– А теперь за работу, девочки, – вмешивается мать, нарушая неприятную тишину, и тут же поворачивается ко мне спиной.
Только теперь я замечаю разбросанные по всему полу пакеты, картонные коробки и сумки с продуктами. Огромный арбуз весом более десяти килограммов (кто же его поднял?) лежит в углу среди дынь, персиков, слив и яблок. Кто это все будет есть?! Пожалуй, этого хватило бы на небольшую деревенскую свадебку!

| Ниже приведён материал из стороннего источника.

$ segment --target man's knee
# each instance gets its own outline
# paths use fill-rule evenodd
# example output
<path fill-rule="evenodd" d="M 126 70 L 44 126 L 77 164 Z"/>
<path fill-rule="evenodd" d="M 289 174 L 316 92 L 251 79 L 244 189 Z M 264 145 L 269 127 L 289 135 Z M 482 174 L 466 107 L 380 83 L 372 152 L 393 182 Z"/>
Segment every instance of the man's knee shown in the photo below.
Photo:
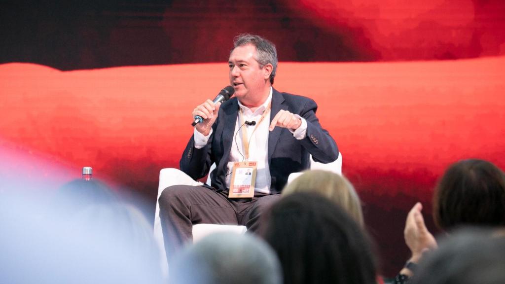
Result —
<path fill-rule="evenodd" d="M 180 185 L 172 185 L 163 190 L 158 199 L 160 209 L 182 203 L 183 197 L 186 193 L 185 191 Z"/>

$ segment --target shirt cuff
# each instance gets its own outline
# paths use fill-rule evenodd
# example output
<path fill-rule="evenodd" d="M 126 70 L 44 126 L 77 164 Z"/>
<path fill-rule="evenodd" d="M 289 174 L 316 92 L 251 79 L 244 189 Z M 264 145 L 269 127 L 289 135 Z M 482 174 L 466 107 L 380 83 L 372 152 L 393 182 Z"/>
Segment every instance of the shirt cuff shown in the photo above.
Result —
<path fill-rule="evenodd" d="M 307 136 L 307 121 L 297 114 L 294 115 L 294 117 L 301 120 L 301 125 L 294 131 L 289 129 L 289 132 L 293 133 L 293 136 L 297 139 L 301 140 Z"/>
<path fill-rule="evenodd" d="M 211 128 L 211 131 L 209 132 L 209 135 L 204 136 L 204 134 L 198 132 L 196 128 L 195 127 L 194 134 L 193 135 L 194 137 L 194 148 L 197 149 L 201 149 L 205 147 L 207 145 L 207 143 L 209 142 L 209 138 L 211 137 L 211 134 L 212 134 L 212 128 Z"/>

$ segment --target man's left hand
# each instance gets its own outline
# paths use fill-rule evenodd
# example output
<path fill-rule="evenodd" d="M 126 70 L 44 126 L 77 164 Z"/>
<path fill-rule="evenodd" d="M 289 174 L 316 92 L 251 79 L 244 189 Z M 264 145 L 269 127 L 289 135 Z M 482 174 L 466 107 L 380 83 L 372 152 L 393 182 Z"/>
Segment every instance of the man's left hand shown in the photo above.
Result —
<path fill-rule="evenodd" d="M 298 129 L 300 125 L 301 125 L 301 119 L 287 111 L 281 110 L 272 120 L 269 130 L 271 131 L 275 126 L 279 126 L 294 131 Z"/>

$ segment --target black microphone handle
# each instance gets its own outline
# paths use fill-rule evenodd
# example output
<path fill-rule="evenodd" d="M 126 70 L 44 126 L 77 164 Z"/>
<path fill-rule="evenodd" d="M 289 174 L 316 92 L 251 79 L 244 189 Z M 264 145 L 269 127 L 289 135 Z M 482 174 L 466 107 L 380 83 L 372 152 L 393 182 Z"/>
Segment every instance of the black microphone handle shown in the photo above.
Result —
<path fill-rule="evenodd" d="M 223 101 L 226 101 L 225 97 L 221 94 L 219 94 L 214 98 L 214 100 L 212 101 L 214 104 L 217 104 L 220 102 L 223 102 Z M 198 123 L 201 123 L 202 121 L 204 121 L 204 118 L 200 116 L 199 115 L 197 115 L 194 117 L 194 121 L 191 124 L 192 126 L 194 126 Z"/>

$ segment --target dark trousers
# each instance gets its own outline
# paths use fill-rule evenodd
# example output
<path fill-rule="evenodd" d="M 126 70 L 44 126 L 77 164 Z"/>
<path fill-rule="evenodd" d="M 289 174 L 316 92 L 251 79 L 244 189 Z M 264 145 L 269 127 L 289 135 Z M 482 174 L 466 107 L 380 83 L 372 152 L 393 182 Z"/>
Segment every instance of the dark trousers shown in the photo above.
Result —
<path fill-rule="evenodd" d="M 280 194 L 256 194 L 252 198 L 228 198 L 228 194 L 202 186 L 178 185 L 163 190 L 160 218 L 167 259 L 192 240 L 193 224 L 200 223 L 243 225 L 256 231 L 262 212 Z"/>

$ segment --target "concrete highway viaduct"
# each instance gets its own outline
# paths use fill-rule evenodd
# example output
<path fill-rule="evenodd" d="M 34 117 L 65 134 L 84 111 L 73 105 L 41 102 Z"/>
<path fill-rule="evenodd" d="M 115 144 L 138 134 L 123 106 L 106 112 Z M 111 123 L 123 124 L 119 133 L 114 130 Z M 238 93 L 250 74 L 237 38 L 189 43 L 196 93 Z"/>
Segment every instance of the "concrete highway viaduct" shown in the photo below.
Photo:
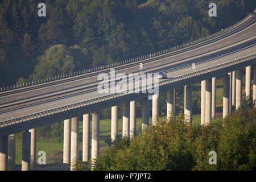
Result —
<path fill-rule="evenodd" d="M 112 108 L 113 141 L 118 135 L 118 106 L 122 105 L 122 136 L 134 137 L 136 101 L 142 102 L 142 130 L 149 125 L 150 94 L 142 93 L 148 89 L 158 88 L 160 92 L 167 92 L 168 119 L 175 118 L 175 89 L 183 87 L 184 113 L 186 121 L 192 123 L 191 84 L 201 82 L 201 123 L 204 125 L 210 125 L 216 115 L 217 77 L 223 77 L 223 118 L 230 114 L 232 106 L 238 109 L 241 105 L 244 69 L 246 96 L 256 100 L 255 16 L 250 15 L 218 32 L 174 48 L 79 73 L 1 88 L 0 170 L 14 169 L 15 134 L 20 132 L 23 132 L 22 170 L 36 169 L 36 129 L 60 121 L 64 121 L 63 163 L 77 161 L 80 115 L 83 116 L 82 160 L 92 159 L 93 163 L 99 150 L 98 111 Z M 141 63 L 143 69 L 138 71 Z M 192 63 L 196 64 L 195 70 L 192 69 Z M 165 72 L 167 78 L 125 92 L 100 94 L 96 89 L 99 83 L 97 75 L 109 74 L 110 68 L 115 68 L 117 73 Z M 140 93 L 136 93 L 138 90 Z M 152 97 L 153 125 L 158 121 L 158 96 L 157 93 Z M 73 169 L 71 165 L 71 169 Z"/>

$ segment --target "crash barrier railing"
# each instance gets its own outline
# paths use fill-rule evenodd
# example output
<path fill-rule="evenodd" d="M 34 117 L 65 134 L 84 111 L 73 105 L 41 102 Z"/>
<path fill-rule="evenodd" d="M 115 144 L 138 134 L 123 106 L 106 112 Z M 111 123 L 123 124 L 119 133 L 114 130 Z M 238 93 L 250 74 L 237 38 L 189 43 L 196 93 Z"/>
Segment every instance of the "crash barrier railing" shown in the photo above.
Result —
<path fill-rule="evenodd" d="M 168 80 L 165 80 L 159 82 L 154 83 L 153 84 L 149 84 L 144 86 L 141 86 L 139 87 L 137 87 L 135 88 L 133 88 L 131 89 L 127 90 L 126 91 L 115 93 L 113 94 L 108 94 L 107 96 L 101 96 L 99 97 L 97 97 L 95 98 L 90 99 L 86 101 L 82 101 L 81 102 L 70 104 L 68 105 L 59 107 L 57 108 L 50 109 L 46 111 L 43 111 L 42 112 L 30 114 L 26 116 L 23 116 L 21 117 L 19 117 L 17 118 L 9 119 L 4 121 L 0 122 L 0 127 L 3 127 L 7 126 L 10 126 L 12 125 L 15 125 L 16 123 L 21 123 L 26 121 L 28 121 L 30 120 L 35 119 L 36 118 L 39 118 L 41 117 L 44 117 L 48 115 L 51 115 L 52 114 L 60 113 L 62 112 L 64 112 L 68 110 L 79 108 L 81 107 L 86 106 L 88 105 L 90 105 L 93 104 L 105 101 L 108 100 L 110 100 L 115 98 L 118 98 L 120 97 L 122 97 L 126 95 L 137 93 L 141 92 L 143 92 L 143 90 L 147 90 L 150 89 L 152 89 L 155 86 L 168 86 L 168 85 L 171 84 L 173 82 L 179 81 L 183 80 L 188 79 L 189 78 L 191 78 L 195 76 L 197 76 L 199 75 L 202 75 L 207 73 L 212 72 L 213 71 L 216 71 L 218 70 L 221 70 L 222 69 L 229 67 L 233 65 L 234 65 L 237 64 L 241 64 L 248 60 L 251 60 L 253 59 L 256 58 L 256 54 L 254 54 L 253 55 L 248 56 L 246 57 L 242 57 L 240 59 L 235 60 L 232 61 L 229 61 L 228 63 L 226 63 L 218 65 L 214 67 L 212 67 L 210 68 L 208 68 L 207 69 L 204 69 L 203 70 L 200 70 L 199 71 L 196 71 L 192 73 L 190 73 L 188 74 L 185 74 L 182 76 L 180 76 L 175 78 L 169 78 Z"/>
<path fill-rule="evenodd" d="M 166 53 L 169 53 L 171 52 L 172 52 L 174 51 L 177 51 L 180 49 L 183 49 L 184 48 L 186 48 L 187 47 L 193 46 L 194 44 L 196 44 L 197 43 L 202 42 L 205 40 L 209 40 L 210 39 L 212 39 L 214 37 L 216 37 L 217 36 L 218 36 L 221 34 L 222 34 L 224 33 L 225 33 L 231 29 L 232 29 L 233 27 L 243 23 L 243 22 L 248 20 L 251 18 L 254 18 L 254 15 L 249 15 L 245 17 L 244 19 L 243 19 L 242 20 L 237 22 L 237 23 L 226 28 L 222 30 L 221 30 L 218 32 L 217 32 L 216 33 L 214 33 L 213 34 L 211 34 L 210 35 L 208 35 L 207 36 L 193 40 L 191 42 L 188 42 L 187 43 L 184 43 L 180 46 L 175 46 L 170 48 L 166 49 L 160 51 L 158 51 L 156 52 L 154 52 L 152 53 L 150 53 L 148 55 L 146 55 L 144 56 L 139 56 L 135 58 L 130 59 L 126 60 L 123 60 L 122 61 L 116 62 L 112 64 L 109 64 L 105 65 L 100 66 L 96 68 L 90 68 L 88 69 L 84 69 L 80 71 L 77 71 L 73 73 L 64 73 L 61 74 L 60 75 L 51 77 L 47 78 L 44 79 L 40 79 L 38 80 L 35 80 L 33 81 L 30 81 L 28 82 L 23 83 L 22 84 L 19 85 L 10 85 L 8 86 L 5 86 L 3 88 L 0 88 L 0 94 L 6 93 L 9 93 L 10 92 L 14 92 L 16 90 L 19 90 L 24 89 L 28 89 L 34 86 L 38 86 L 42 85 L 44 85 L 46 84 L 50 84 L 56 82 L 59 82 L 62 81 L 64 80 L 66 80 L 68 79 L 71 78 L 75 78 L 76 77 L 81 77 L 81 76 L 85 76 L 86 75 L 88 75 L 89 74 L 92 73 L 97 73 L 99 72 L 102 72 L 105 69 L 109 69 L 110 68 L 118 68 L 124 64 L 126 64 L 127 63 L 134 63 L 134 62 L 139 62 L 143 60 L 148 59 L 148 58 L 152 58 L 155 56 L 160 56 L 162 55 L 164 55 Z"/>
<path fill-rule="evenodd" d="M 79 92 L 80 90 L 88 90 L 90 89 L 94 88 L 97 86 L 97 85 L 99 83 L 102 83 L 104 84 L 107 82 L 112 82 L 115 80 L 119 81 L 121 78 L 126 77 L 129 74 L 131 73 L 136 73 L 138 72 L 141 73 L 148 73 L 151 72 L 152 71 L 154 71 L 154 72 L 156 71 L 160 71 L 161 69 L 164 68 L 164 69 L 166 69 L 168 68 L 172 67 L 176 64 L 180 64 L 184 63 L 188 63 L 192 61 L 196 60 L 199 59 L 201 59 L 202 57 L 209 57 L 210 55 L 212 55 L 213 54 L 216 53 L 219 53 L 220 52 L 231 49 L 234 48 L 236 47 L 240 46 L 241 45 L 246 43 L 248 42 L 251 41 L 251 40 L 256 40 L 256 36 L 252 36 L 251 37 L 245 38 L 242 39 L 241 41 L 230 44 L 226 46 L 223 46 L 218 48 L 216 48 L 214 50 L 211 50 L 209 51 L 206 51 L 205 52 L 193 55 L 192 56 L 189 56 L 187 57 L 183 58 L 181 59 L 177 60 L 172 60 L 171 61 L 169 61 L 164 64 L 159 64 L 159 65 L 155 65 L 152 67 L 150 67 L 149 68 L 144 68 L 142 69 L 141 71 L 137 71 L 135 72 L 133 72 L 129 73 L 126 73 L 126 76 L 123 76 L 118 77 L 115 77 L 114 78 L 109 78 L 108 81 L 102 81 L 102 80 L 99 81 L 94 81 L 92 82 L 86 82 L 82 84 L 80 84 L 78 85 L 75 85 L 73 86 L 69 86 L 69 87 L 64 87 L 62 89 L 57 89 L 56 90 L 52 90 L 52 91 L 48 91 L 46 93 L 37 94 L 34 96 L 30 96 L 28 97 L 24 97 L 23 98 L 19 98 L 17 99 L 14 99 L 11 101 L 4 101 L 0 104 L 0 109 L 1 107 L 5 107 L 7 106 L 10 106 L 14 105 L 17 105 L 19 104 L 23 104 L 26 102 L 28 102 L 31 101 L 35 101 L 39 99 L 45 98 L 48 98 L 53 96 L 60 96 L 61 94 L 67 94 L 67 93 L 73 93 L 75 92 Z"/>

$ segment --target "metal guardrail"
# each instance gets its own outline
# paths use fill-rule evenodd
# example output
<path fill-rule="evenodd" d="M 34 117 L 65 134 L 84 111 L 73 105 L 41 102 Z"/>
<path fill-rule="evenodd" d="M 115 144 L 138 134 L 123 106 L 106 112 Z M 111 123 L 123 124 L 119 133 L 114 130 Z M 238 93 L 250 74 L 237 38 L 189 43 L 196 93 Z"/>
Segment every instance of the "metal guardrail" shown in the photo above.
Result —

– Блонди! – слышу я голос Мириам и уже отзываюсь на свое новое имя. – Помоги-ка мне с этой тушей.
Под столом, завернутое в серую бумагу и газетные полотнища, лежит мертвое тело какого-то животного.
– Что это? – удивленно-испуганно спрашиваю я, хватая тушу за ногу и силясь приподнять ее, чтобы положить на самый большой стол посередине кухни.
– А ты как думаешь? Подросший ягненок, – смеясь, отвечает Мириам. – Только не совсем живой. Морта.
– И кто это все будет есть? – шепчу я, склонившись к ее уху.
– Увидишь, – загадочно произносит она. – У наших людей аппетит неплохой, да и к столу садится обычно человек двадцать, не меньше.
Ну, раз так… Придется засучить рукава, попрощаться с длинными ухоженными ногтями и скорее приниматься за работу.
– Но если это все должно быть готово к обеду, то как же мы успеем к трем-четырем часам дня? – спрашиваю я, уже немного паникуя.
– Котик, у нас обедают поздним вечером или даже ночью, – успокаивают меня женщины. – Времени у нас достаточно. Наши мужчины весь день проводят вне дома и лишь вечером расслабляются в кругу семьи.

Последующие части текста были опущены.